Paylines
27 ways (up to 1,728 with symbol splits)
The footprint is tiny by modern standards. Just 3 reels and 3 rows, the kind of compact main grid Habanero almost never builds anymore. What makes Legendary Beasts more than a throwback is the fourth reel sitting off to the right. It is not a paying reel. It just holds a single visible value at any moment: 1x, 2x, 3x, 6x or 9x. Whatever number is showing when a winning combination lands, every payout on that spin gets multiplied by it. There is no waiting for a feature to unlock the multiplier, it is on every single spin from the first one.
The other half of the design is the Splitting Symbols. Any landed icon on the 3×3 grid can split in place into 2 or 4 mini-symbols, including the Wild. That stretches the 27 base ways into a much larger surface, up to 1,728 ways when every position splits fully 4-way at once. The split fires randomly, and it can hit the low-pay coin symbols, the three high-pay beasts (Dragon, Phoenix and Tiger), or the Wild itself. Pair a heavy 4-way split with a 6x or 9x sitting on the multiplier reel and the math gets brisk for a low-volatility release.

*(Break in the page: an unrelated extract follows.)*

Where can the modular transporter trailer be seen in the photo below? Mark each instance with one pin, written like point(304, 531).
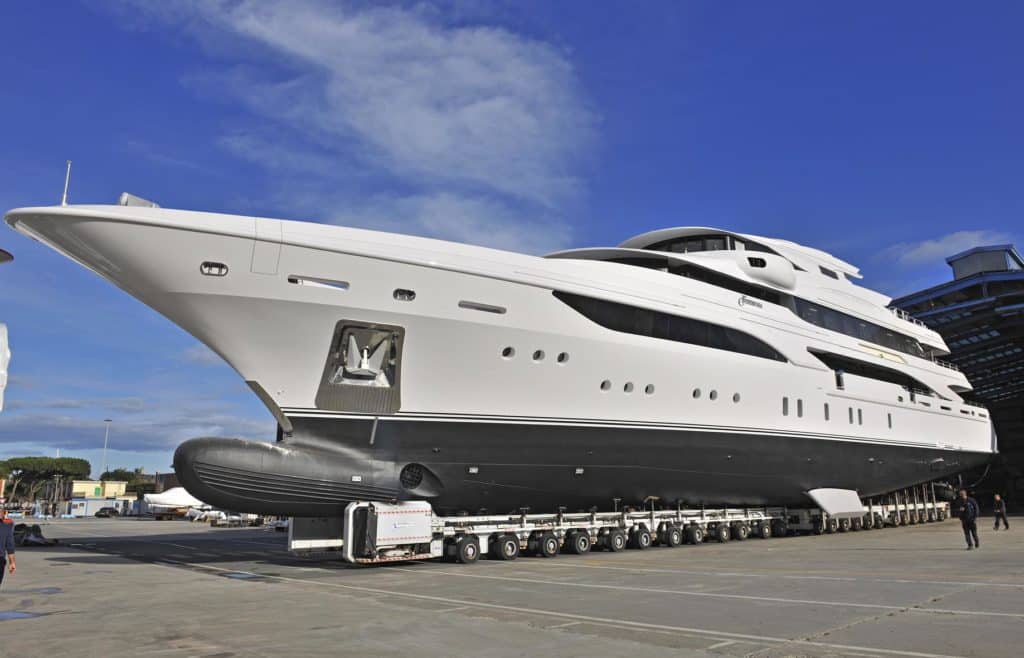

There is no free spins round, no scatter, and no Buy Feature. For a 2023 Habanero release that is genuinely unusual, since almost the whole current catalog runs at least one of those mechanics. Legendary Beasts just runs base game, with a random Progressive Jackpot that can drop on any paid spin and a connection to Habanero's networked Race pool overhead. Operators get to pick from four RTP tiers, so the version sitting in one lobby may not match the version sitting in another. The honest critique is that the cap stops at 3,856x, which feels modest next to most 2023 releases pushing 5,000x or higher. The art keeps it classic Chinese mythology, a fanged jade-green Dragon, a striped orange Tiger, a golden Phoenix on a green panel, and two tiers of round lucky-coin low-pays in jade and copper. The route to the ceiling runs entirely through how often a 4-way split lands while a 9x is showing.